NEW YORK: Secretary of State John Kerry said Thursday that China and the U.S. agreed that “business as usual” can’t continue with North Korea after Pyongyang conducted an alleged hydrogen bomb test.
Kerry said he spoke with his Chinese counterpart Wang Yi and discussed options on how to respond to North Korea’s recent actions.
“China had a particular approach that it wanted to make, that we agreed and respected to give them space to implement that,” Kerry said during a press briefing.
China is considered North Korea’s main economic and diplomatic ally although relations between the two Asian nations have been strained in recent years.
The top export destination for North Korea is China to the tune of $2.7 billion annually, according to the Observatory of Economic Complexity.
Kerry said he would soon begin work on the upcoming ASEAN southeast Asian regional summit where the focus of his meetings would be on North Korea.
Kerry’s deputy, Tony Blinken, will also head to the region in a few days.
Meanwhile, a White House spokesman said there has not been any discussions with South Korean officials about the deployment of “a defensive antiballistic missile capability” to bolster Seoul’s defenses.
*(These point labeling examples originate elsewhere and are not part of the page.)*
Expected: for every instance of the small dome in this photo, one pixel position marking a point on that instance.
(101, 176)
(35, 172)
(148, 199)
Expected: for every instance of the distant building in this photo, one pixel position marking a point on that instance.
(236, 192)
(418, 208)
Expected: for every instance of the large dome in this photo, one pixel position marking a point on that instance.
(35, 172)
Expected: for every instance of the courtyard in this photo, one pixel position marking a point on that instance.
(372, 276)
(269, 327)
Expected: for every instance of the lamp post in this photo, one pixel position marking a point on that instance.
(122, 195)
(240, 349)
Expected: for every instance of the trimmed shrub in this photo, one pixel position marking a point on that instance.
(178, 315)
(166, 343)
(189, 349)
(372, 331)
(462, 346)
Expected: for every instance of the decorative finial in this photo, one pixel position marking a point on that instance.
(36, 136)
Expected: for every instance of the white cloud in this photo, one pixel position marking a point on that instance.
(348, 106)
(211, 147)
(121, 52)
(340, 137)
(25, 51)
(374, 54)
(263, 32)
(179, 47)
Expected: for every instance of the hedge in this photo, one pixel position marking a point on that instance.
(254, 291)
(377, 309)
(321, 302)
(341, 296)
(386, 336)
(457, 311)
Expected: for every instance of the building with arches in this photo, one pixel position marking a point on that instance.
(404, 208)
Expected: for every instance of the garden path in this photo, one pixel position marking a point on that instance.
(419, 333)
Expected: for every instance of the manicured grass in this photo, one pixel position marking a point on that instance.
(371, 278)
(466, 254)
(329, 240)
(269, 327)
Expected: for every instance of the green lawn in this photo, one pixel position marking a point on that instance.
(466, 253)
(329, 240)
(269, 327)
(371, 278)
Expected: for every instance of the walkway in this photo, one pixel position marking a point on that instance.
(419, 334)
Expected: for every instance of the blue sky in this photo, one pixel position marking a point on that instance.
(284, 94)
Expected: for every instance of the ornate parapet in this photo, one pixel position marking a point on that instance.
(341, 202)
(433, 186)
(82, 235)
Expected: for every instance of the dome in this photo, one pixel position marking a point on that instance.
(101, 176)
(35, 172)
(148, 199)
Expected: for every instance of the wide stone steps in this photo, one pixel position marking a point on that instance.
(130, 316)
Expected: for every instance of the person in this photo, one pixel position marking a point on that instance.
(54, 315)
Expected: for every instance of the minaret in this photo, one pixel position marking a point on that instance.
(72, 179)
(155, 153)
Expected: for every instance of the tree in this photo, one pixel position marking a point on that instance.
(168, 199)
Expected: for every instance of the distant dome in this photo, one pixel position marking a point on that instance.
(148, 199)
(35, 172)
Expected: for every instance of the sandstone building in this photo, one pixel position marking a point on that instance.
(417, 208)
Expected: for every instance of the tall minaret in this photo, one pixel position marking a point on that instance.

Still, Josh Earnest stressed, “we have been quite consistent in making clear that any sort of U.S. military capability that is deployed to the Korean peninsula is arrayed solely against the threat that is posed by the North Koreans”.
Those include the deployment of a THAAD anti-missile battery and at least one Aegis-equipped naval vessel to Guam, as well as radar systems in Japan and unspecified “additional capabilities” that have been deployed to Alaska.